As we search further into the psyche of millennial consumerism and habits, digital natives and their preferences become realized. At the same time, we are also being introduced to newer, potentially more influential, demographic that is setting foot into the payments realm: Generation Z.
Generation Z, according to the Pew Research Center, is defined as those born from 1997 to 2020. These people will have never known life without the internet. Constant connectivity and on-demand entertainment have made up their experiences from the onset. Smartphones are intertwined into their lifestyle, along with Wi-Fi, social media and platforms like Google, Facebook and Amazon.
Even more insight is given into Generation Z in this recent Forbes article, which notes that this generation doesn’t differentiate between their online lives and real lives. There are 74 million Generation Z members in the United States today, and they account for 25% of the national population. By 2020, they will surpass both baby boomers and millennials in population. This group represents the next largest group of influencers and trendsetters, and they’ll drive what gets marketed and what will sell.
The key differentiator that Generation Z controls and influences in the payments industry will be by revealing what they desire in a customer experience. With 70% of Generation Z desiring a more robust and holistic payments management experience, it will become inevitable that we curate solutions with their preferences in mind. The real question is, how do we provide them with what they want?
Based on analytics from a 2017 study performed by the Capital Performance Group, banks today have control over the data needed to create a robust and meaningful customer experience. With access to users’ bank account information, it seems logical that banks would go a step further and implement a solution where consumers can access all of their accounts, finances and credit cards in one place. The study goes on to disclose that 219 banks responded to their survey, and of this group, 87% revealed their institutions did not have a formalized payments strategy, and 41% indicated they had no plans of developing one.

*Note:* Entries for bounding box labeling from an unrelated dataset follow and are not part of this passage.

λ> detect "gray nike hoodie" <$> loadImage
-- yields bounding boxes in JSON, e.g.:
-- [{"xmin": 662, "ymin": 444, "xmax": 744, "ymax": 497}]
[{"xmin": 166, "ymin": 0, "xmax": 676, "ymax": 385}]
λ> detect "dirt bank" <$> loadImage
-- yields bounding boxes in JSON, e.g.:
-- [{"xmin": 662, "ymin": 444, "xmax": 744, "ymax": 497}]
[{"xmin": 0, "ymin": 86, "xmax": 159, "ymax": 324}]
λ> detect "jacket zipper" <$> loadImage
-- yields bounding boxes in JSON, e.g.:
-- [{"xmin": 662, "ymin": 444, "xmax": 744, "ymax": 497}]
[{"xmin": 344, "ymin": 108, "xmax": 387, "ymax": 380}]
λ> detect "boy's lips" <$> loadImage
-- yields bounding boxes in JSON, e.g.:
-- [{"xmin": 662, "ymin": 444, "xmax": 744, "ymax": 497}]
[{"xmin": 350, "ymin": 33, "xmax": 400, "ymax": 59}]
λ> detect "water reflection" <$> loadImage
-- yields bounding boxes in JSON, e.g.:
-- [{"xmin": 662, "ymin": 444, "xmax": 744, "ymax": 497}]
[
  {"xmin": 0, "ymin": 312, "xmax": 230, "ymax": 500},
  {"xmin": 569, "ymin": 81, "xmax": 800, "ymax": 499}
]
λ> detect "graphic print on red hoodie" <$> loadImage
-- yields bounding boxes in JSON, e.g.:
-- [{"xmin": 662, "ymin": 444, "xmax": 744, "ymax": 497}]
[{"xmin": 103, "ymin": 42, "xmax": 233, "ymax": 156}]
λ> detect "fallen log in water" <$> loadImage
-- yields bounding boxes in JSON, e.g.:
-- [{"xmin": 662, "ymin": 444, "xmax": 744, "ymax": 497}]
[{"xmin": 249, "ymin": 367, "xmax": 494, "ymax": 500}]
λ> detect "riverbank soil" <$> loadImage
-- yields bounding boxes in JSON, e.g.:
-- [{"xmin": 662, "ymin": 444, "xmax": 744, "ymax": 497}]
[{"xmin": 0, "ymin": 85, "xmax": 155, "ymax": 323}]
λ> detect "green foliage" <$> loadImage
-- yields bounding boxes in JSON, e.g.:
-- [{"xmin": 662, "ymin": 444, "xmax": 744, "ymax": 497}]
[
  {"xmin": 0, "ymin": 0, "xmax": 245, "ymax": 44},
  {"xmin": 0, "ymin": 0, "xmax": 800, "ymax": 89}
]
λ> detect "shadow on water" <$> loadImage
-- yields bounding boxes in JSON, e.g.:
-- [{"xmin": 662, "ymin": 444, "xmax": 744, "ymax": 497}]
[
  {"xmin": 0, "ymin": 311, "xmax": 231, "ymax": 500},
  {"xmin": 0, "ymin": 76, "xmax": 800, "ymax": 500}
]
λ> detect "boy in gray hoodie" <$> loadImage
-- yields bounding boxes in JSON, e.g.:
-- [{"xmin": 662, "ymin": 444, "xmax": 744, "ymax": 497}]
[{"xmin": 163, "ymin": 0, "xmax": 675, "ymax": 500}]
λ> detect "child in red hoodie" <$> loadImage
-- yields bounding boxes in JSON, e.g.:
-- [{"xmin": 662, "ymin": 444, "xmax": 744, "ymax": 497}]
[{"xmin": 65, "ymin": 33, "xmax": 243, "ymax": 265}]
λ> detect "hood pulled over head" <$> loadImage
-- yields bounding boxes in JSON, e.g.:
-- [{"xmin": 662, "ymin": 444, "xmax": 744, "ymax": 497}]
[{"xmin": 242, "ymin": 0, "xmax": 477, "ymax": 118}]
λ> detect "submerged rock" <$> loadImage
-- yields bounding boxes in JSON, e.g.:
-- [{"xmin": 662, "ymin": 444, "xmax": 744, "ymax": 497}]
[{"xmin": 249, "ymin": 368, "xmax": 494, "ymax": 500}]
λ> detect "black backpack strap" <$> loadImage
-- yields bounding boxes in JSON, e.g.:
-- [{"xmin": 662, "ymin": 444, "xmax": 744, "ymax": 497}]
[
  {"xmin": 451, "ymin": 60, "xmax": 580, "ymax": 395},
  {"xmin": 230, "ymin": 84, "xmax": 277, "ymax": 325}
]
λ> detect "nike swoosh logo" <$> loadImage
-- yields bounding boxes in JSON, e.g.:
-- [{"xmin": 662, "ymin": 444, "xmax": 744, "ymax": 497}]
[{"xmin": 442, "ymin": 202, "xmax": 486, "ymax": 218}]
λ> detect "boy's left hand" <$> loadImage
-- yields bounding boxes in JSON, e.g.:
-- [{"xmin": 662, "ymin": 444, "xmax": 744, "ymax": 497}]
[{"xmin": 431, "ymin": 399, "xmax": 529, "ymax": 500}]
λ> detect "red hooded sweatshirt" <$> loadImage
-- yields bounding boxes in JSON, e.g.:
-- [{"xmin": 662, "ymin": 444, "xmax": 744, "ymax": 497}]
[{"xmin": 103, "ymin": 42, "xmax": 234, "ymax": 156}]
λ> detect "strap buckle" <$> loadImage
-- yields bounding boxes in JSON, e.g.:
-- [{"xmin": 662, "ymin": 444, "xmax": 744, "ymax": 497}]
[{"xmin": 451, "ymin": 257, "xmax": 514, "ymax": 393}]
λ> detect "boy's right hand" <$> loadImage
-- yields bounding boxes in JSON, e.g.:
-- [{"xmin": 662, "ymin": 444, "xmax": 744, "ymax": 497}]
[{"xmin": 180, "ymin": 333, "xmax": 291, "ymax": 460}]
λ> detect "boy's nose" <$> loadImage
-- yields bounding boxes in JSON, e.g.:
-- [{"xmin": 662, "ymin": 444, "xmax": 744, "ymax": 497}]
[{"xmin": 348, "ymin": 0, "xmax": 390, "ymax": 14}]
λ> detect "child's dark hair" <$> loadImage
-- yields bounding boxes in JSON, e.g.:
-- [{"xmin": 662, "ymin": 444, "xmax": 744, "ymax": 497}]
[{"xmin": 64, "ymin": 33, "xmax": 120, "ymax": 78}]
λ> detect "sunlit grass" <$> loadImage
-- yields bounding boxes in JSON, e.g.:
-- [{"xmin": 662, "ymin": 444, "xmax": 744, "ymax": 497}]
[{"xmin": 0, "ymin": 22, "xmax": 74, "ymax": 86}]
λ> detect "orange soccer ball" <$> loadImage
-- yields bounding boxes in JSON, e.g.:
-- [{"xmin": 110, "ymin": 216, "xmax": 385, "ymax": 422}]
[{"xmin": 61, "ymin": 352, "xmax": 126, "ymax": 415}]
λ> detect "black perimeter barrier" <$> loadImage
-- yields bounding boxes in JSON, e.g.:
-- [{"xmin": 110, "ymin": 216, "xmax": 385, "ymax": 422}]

The desires of Generation Z consumers are demanding, and a possible reason banks haven’t kept up is the complexity in developing and rolling out plans. Due to this complexity, third- party, nonbanking technology companies need to work with banks to test and launch new intuitive products.
Now is the time that banks can work with payment technology API providers to create relevant strategies that move past the minutia of transactions and re-envision the power of the payments industry. The market is poised to blossom far beyond the reaches of individual transactions, and new influencers outside of the traditional banking industry can help embrace and nurture this new day for the payments industry.